What on earth does "consubstantial" mean? It turns out there's a good reason the Church wants Catholics to learn this word. Dominican Father Romanus Cessario, senior editor for Magnificat, unpacks its meaning in the Boston Pilot:
For the last 40 years or so, Catholics have become accustomed to express their belief in the sameness of the Father and the Son by the expression, "one in Being with the Father." This translation came about because certain experts had opined that a literal translation of the Latin term "consubstanialem," that is, consubstanital, would be too unfamiliar to the everyday churchgoer.
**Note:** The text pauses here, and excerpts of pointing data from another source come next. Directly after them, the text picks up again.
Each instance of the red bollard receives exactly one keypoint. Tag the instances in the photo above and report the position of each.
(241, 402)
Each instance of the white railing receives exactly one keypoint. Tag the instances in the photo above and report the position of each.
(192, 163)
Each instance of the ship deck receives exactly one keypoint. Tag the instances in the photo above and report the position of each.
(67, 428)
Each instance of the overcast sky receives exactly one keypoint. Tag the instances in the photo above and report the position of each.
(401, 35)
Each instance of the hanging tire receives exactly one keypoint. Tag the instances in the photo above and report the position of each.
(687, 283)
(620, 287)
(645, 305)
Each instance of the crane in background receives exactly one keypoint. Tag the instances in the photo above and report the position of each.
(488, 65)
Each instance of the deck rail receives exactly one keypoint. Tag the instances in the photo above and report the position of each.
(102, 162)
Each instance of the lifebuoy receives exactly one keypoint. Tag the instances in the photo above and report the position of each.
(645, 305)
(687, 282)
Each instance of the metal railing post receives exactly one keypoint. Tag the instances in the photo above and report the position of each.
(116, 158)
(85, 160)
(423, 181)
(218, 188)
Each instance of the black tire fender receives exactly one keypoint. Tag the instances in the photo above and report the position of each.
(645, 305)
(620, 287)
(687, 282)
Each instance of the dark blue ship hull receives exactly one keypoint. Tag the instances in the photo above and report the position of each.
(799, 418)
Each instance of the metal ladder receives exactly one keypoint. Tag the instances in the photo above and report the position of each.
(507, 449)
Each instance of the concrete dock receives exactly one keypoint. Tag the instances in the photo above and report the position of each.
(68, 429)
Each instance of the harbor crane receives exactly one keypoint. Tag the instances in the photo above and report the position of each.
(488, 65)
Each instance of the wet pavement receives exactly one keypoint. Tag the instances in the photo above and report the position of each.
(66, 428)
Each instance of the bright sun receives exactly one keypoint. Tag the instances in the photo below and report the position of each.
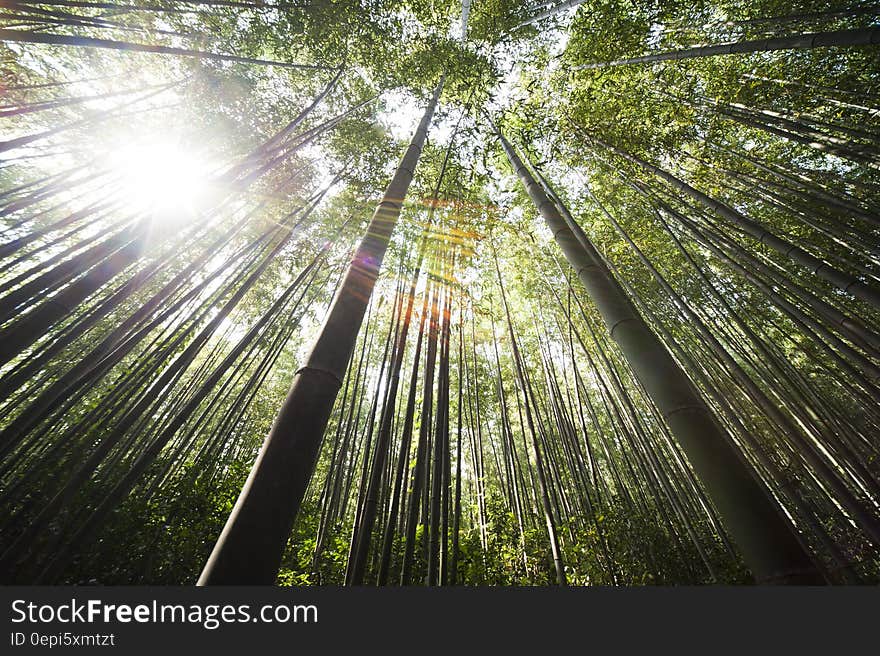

However, the expression "one in Being with the Father" does not translate "consubstantialem." The expression is too vague. Since God creates and sustains all that exists, everything in some sense can be said to be one in being with God. Not that everything is the divine nature but that everything outside of God remains dependent on the divine nature for its borrowed existence. The sameness that the Eternal Son enjoys with the Father is not like that. Instead, this sameness arises from the specific substance or nature of the Godhead. Catholic faith holds that each of the three Divine Persons share one and the same divine nature or substance. Just as the mystery of the Blessed Trinity stands at the heart of our belief, so also it grounds our salvation.
The Greek expression adopted at the Council of Nicaea is "homoousious," which is translated into English as "con-substantial." The Eternal Son, who was born of the Virgin Mary, is neither "like" the Father nor "practically the same substance" as the Father. The Eternal Son enjoys the very same substance as the Father. The Son possesses fully the Godhead of the Father. So today, the Church again confesses in the English rendition of the Creed that Jesus Christ is "consubstantial with the Father."